Fehlgeburt, Tod eines geliebten Menschen, Angst, nicht enden wollende Trauer um ein Sternenkind: Leider stehen wir nicht immer auf der sonnigen Seite des Lebens, diese Erfahrung muss jeder von uns machen. Oft hilft es, mit anderen darüber zu sprechen...

Beitrag von abdy 21.05.10 - 23:07 Uhr

Thüringen
Kampfhunde beißen Dreijährige tot
Familientragödie in Thüringen: Ein dreijähriges Mädchen ist von vier Kampfhunden seiner Tante angefallen und totgebissen worden. Die Großmutter des Mädchens, die sich schützend auf das Kind gelegt hatte, überlebte schwer verletzt.
Die Tragödie spielte sich am Freitagnachmittag im Haus der Tante ab, der die Tiere gehören. Wie die Polizei berichtete, war die 44-Jährige gerade im Garten, als das Mädchen mit seiner Urgroßmutter gegen 17.30 Uhr das Haus betrat. Kurz darauf kam der erste Hund auf das Kind zugestürmt. Die Hunde zerfetzten dem Mädchen das Gesicht und zerbissen den Oberkörper. Die 70-jährige Großmutter kam dem Mädchen zu Hilfe und wurde ebenfalls ins Gesicht und in den Arm gebissen.

Als die Hundehalterin schließlich die Tiere von dem Mädchen trennen konnte, war es für die Kleine bereits zu spät. Sie hätte in wenigen Tagen ihren vierten Geburtstag gefeiert. Die Uroma kam ins Krankenhaus. Die Tante steht unter Schock. Die Tiere wurden noch am Abend mit ihrer Einwilligung vom Amtstierarzt eingeschläfert.

Beitrag von jessie78 22.05.10 - 08:36 Uhr

Mein Gott wie schrecklich!Eine #kerze für die kleine Maus....

Ich verstehe die Haltung solcher Tiere nicht..sicher nicht immer sind die Tiere schuld es liegt oft am Besitzer, aber muss man solche Hunde freilaufen lassen wenn Kinder da sind?

Mein Sohn ist oft bei seiner Tante väterlicherseits die hat auch 2 Kampfhunde...aber wenn Kinder da sind würde sie sie nie im Garten laufen lassen..und die Hunde haben einen Wesenstest gemacht sind unauffällig sie sperrt sie dann in ihr Hundezimmer....

LG Jessie

Beitrag von funkelstern1983 22.05.10 - 10:54 Uhr

Der "Kampfhund" einer Bekannten hat auch einen Wesenstest "bestanden"...sie selbst ist Hundetrainerin.....und der Hund hat schon zwei Leute "angefallen"...und um ein Einschläfern rum zu kommen sind sie einfach umgezogen...zum Kotzen sowas...

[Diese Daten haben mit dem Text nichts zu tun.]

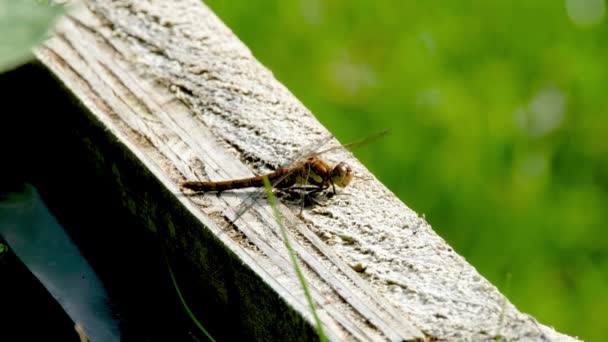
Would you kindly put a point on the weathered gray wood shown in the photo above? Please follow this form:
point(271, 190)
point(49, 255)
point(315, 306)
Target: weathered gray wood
point(188, 100)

Beitrag von jessie78 22.05.10 - 11:09 Uhr

Was?Das geht gar nicht die Tante meines Sohnes sagte wenn etwas passieren sollte dann werden die Tiere eingeschläfert!Da gibt es keine Diskussionen...Man kann es eben vorher nicht sehen..

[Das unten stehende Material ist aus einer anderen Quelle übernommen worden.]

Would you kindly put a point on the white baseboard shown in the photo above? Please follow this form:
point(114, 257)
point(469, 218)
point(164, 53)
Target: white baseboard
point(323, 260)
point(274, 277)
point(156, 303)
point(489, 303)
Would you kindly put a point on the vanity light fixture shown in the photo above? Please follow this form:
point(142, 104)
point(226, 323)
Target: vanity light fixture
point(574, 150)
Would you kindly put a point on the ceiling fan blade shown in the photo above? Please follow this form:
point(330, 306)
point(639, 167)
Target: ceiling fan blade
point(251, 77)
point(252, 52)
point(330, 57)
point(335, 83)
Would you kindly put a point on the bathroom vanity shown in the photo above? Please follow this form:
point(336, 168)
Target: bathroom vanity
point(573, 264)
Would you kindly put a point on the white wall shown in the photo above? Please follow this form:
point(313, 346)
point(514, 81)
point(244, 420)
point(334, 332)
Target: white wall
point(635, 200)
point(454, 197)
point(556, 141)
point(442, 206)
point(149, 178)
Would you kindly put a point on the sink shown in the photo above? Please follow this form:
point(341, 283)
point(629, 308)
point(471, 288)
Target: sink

Ich würde nie so einen Hund halten...!!!

Beitrag von schullek 22.05.10 - 09:40 Uhr

hallo,

das arme, arme kind. die arem tapfere oma und die arem familie, die darüber wohl nie wirklich wird hinwegkommen. so viele leben verwirkt. das ist furchtbar traurig.
ich hoffe, dass das mädchen schnell bewusstlos war und nicht mehr viel mitbekommen hat.
ich komme aus einer ländlichen gegend, wo hunde schon immer viel auslauf hatten und: an der leine gehen, ausser auf feld oder wiesen.
aber nun lebe ich mit meiner familie in einer großstadt und muss nahezu jeden tag erleben, wie große hund in kleinen wohnungen vegetieren (anders kann ich das nicht bezeichnen, für mich ist das unwürdig) und dann im park überall hinmachen dürfen udn ohne leine rennen dürfen.
bitte ich die halter darum die hunde an die leine zu nehmen, werde ich als hyterisch bezeichnet, erst letztens vom halter eines american stafford,der meinem radfahrenden kind immer über de weg rannte.
da gehen auch bei mir die alarmglocken los.
die tiere können ja in den wenigstens fällen etwas dafür. der mensch ist das problem. falsche haltung, falsche verständnis von diesen tieren...
wenn ich schon höre: der tut nichts, mein kind scläft mit dem (kampfhund).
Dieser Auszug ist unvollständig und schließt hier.